Premio Nobel per la medicina e la fisiologia: passi avanti per l’immunologia

Il Premio Nobel per la medicina e la fisiologia 2025 è stato assegnato a tre ricercatori: Mary E. Brunkow, Fred Ramsdell e Shimon Sakaguchi, per le loro scoperte sulla tolleranza immunitaria periferica, ovvero sui meccanismi alla base della difesa dalle infezioni o, al contrario, dell’insorgenza delle malattie autoimmuni.

Ramsdell e il suo team hanno identificato la proteina FOXP3 (Forkhead Box P3) nei bambini affetti da una rara sindrome autoimmune, la IPEX, e hanno scoperto che questa proteina svolge un ruolo chiave nello sviluppo delle cellule T regolatrici (T reg), che contrastano tra l’altro le risposte immunitarie dannose in una serie di malattie autoimmuni.
Il riconoscimento ha una valenza molto importante per l’immunologia e per la reumatologia.

Maria Antonietta D’Agostino, professoressa ordinaria di Reumatologia all’Università Cattolica del Sacro Cuore, direttrice della UOC di Reumatologia di Fondazione Policlinico A. Gemelli Irccs e responsabile del progetto GEMIN (Gemelli Multidisciplinary Immunology Network), spiega: «sono scoperte relative alla tolleranza dell’immunità e all’autoimmunità, meccanismi che rappresentano il cuore della patogenesi delle malattie autoimmuni.

Maria Antonietta D’Agostino

La scoperta del fattore di regolazione FOXP3 e delle cellule T-reg ha contribuito a rivoluzionare la comprensione di cosa sia l’equilibrio immunologico e di come il nostro sistema immunitario, anziché combattere solo verso l’esterno, a volte diventi aggressore di sé stesso. E l’aggressione nei confronti dei nostri tessuti è appunto alla base delle malattie autoimmuni, da quelle reumatologiche, al diabete di tipo 1, alla sclerosi multipla.

In reumatologia abbiamo potuto studiare molto bene il ruolo di queste cellule fondamentali in alcune patologie, come l’artrite reumatoide, il lupus, la sindrome di Sjögren, le connettiviti indifferenziate.  Abbiamo visto come il difetto delle T-reg possa essere sia quantitativo ma anche qualitativo e di come le T-reg possano contribuire alla patogenesi delle malattie autoimmuni, sbilanciando la risposta immunitaria.

Ecco perché la modulazione delle cellule T-reg rappresenta la speranza di nuove prospettive terapeutiche; ad esempio, nell’artrite reumatoide refrattaria e nel diabete di tipo 1 sono in corso trial sperimentali per cercare di rimodulare la loro efficacia o di espanderle, così da aiutare il nostro sistema immunitario a controllare l’autoimmunità».

Nella Fondazione Policlinico Gemelli e nella Facoltà di Medicina e chirurgia dell’Università Cattolica del Sacro Cuore è attivo dall’inizio dei quest’anno GEMIN (Gemelli Multidisciplinary Immunology Network).
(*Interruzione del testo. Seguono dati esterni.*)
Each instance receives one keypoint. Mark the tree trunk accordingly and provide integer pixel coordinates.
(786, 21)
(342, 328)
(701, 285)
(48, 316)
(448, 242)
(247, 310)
Il progetto mira a mettere in contatto le diverse realtà che all’interno del ‘Campus Gemelli’ sono impegnate nella ricerca immunologica, per creare una rete di ricercatori e favorire sinergie di ricerca bench to bedside, da quella di base, a quella traslazionale a quella applicativa clinica. 

«Il primo step di questo ambizioso progetto è stato quello di mappare l’esistente, per poi perseguire l’obiettivo di consolidare e unificare diverse tematiche, in aree di ricerca affini», spiega la responsabile del progetto.
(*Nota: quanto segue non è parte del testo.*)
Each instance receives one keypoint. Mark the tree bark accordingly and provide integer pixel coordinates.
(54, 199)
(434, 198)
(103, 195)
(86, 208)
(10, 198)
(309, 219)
«All’interno di alcune discipline operano realtà specifiche, che sono già eccellenze in ambito immunologico traslazionale; ma l’idea è quella di spingerci oltre, realizzando delle sinergie affinché si possano creare gruppi di lavoro comuni su nuove progettualità, che possano portare questo tipo di ricerca a livelli ancora più alti.

La mappatura di queste realtà ci ha permesso di identificare aree tematiche che possono essere raggruppate, in macro-aree comuni, nelle quali il sistema immunitario gioca un ruolo preponderante. È il caso ad esempio dell’infiammazione acuta, dell’infiammazione in corso di infezioni, dell’autoimmunità, comune a tante discipline, da quelle reumatologiche, ad alcune patologie neurologiche, della medicina rigenerativa, della risposta infiammatoria acuta e cronica in ambito cardio-metabolico, fino all’immunità dei tumori.

Dopo aver mappato le principali aree nelle differenti discipline, ci siamo accorti che queste potevano essere raggruppate in tematiche più ampie, che possono beneficiare di interazioni comuni, ma anche di condivisione di tecnologie e di conoscenze. L’ascolto di quello che avviene in altre discipline, ci permette di capire quali aspetti potrebbero essere rilevanti anche per la nostra disciplina».